Monday, November 27, 2006

NIH & NSF

So I mentioned a few posts back a promise that was made in the '90s to double the federal funding for fundamental scientific research. The National Institutes of Health (NIH) was first. The number and sizes of NIH grants jumped, and research boomed. The National Science Foundation (NSF) was supposed to be next. Unfortunately congress decided that decrying and impeaching one president for getting a blowjob, and then hopping in bed with another to cut taxes for the wealthiest Americans and large investors and to wage a war against a country that had not attacked us were more important than funding science (or providing troops with armor, or taking care of wounded veterans or...).
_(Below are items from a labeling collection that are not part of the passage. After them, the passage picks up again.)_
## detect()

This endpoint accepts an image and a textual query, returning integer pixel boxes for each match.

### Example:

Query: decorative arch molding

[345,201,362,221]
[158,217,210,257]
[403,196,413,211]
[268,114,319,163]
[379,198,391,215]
Since the NIH windfall a large number of researchers have applied for funding. At first it was a party that everyone was invited to. A good scientist with a good idea could get themselves a good grant. Anyone who could modify their research or phrase it in a way that would imply a health related aspect did. But that switching has made things tighter. Many (most) of these research switchers came from chemistry. Biologists and Medical researchers were already primarily funded by NIH, and physics researchers can't really retask too easily, but chemists, being a mixture from more pure physical to more pure biology, got money from both. There were a few problems that resulted. First is that bio and med people started having to compete with more chemists for funding (which did not keep doubling). This has led to some researchers having a harder time getting funding, keeping students, getting tenure, etc. The number of chemists has actually grown quickly in that time because many chemistry departments have expanded as a result of the increase in the NIH budget, and they have looked for more bio-leaning chemists (even when looking for analytical/organic/inorganic positions).

Then there was the fellowships issue. NSF used to provide post doctoral fellowships for chemists. Now they do not (they still provide graduate chem fellowships). Now any chemistry post doc who wants a fellowship must either make him/her self a health researcher or a materials scientist. Those who are neither get stuck in a middle ground where they try to be one or the other or both, but can not.

Now, we've just about swung into a (distorted) equilibrium again. Grants are hard to come by for everyone, and more fellowship applicants have not gotten their money (cutoff scores have dropped). However, and this is important, fundamental research is very bio-heavy right now, and that is not really good.

Health research is something that always gets lots of public support. It also gets lots of private funding from various non-profits and corporations. Fundamental, physical science gets less so. Not that people think it is unimportant or that there is no private funding (lots of tech companies invest heavily in their own as well as others' research). Both physics-leaning and bio-leaning research is important, and to push on one side only will short change the other. There are some amazing possibilities coming out of NIH funded research, but there is so much that is not understood on a basic level that requires better understanding of the physical nature of the various molecules and interactions. Moreover, certain research, like energy, lies almost entirely outside the realm of NIH funding, especially since the fundamental studies that lead to improvements are seldom packaged as "energy" research (electrochem, spectroscopy, materials, ...).

I personally think that NSF should have had its budget increase first, because the NIH one would have been easier to push through amid political bickering. I also think that, within the next five years the NSF will get its due and I will (hopefully) already be in the door, making it easier for me to go bigger upon renewal.

1 comment:

Michael L. Heien said...

RIght on brother. Preach it.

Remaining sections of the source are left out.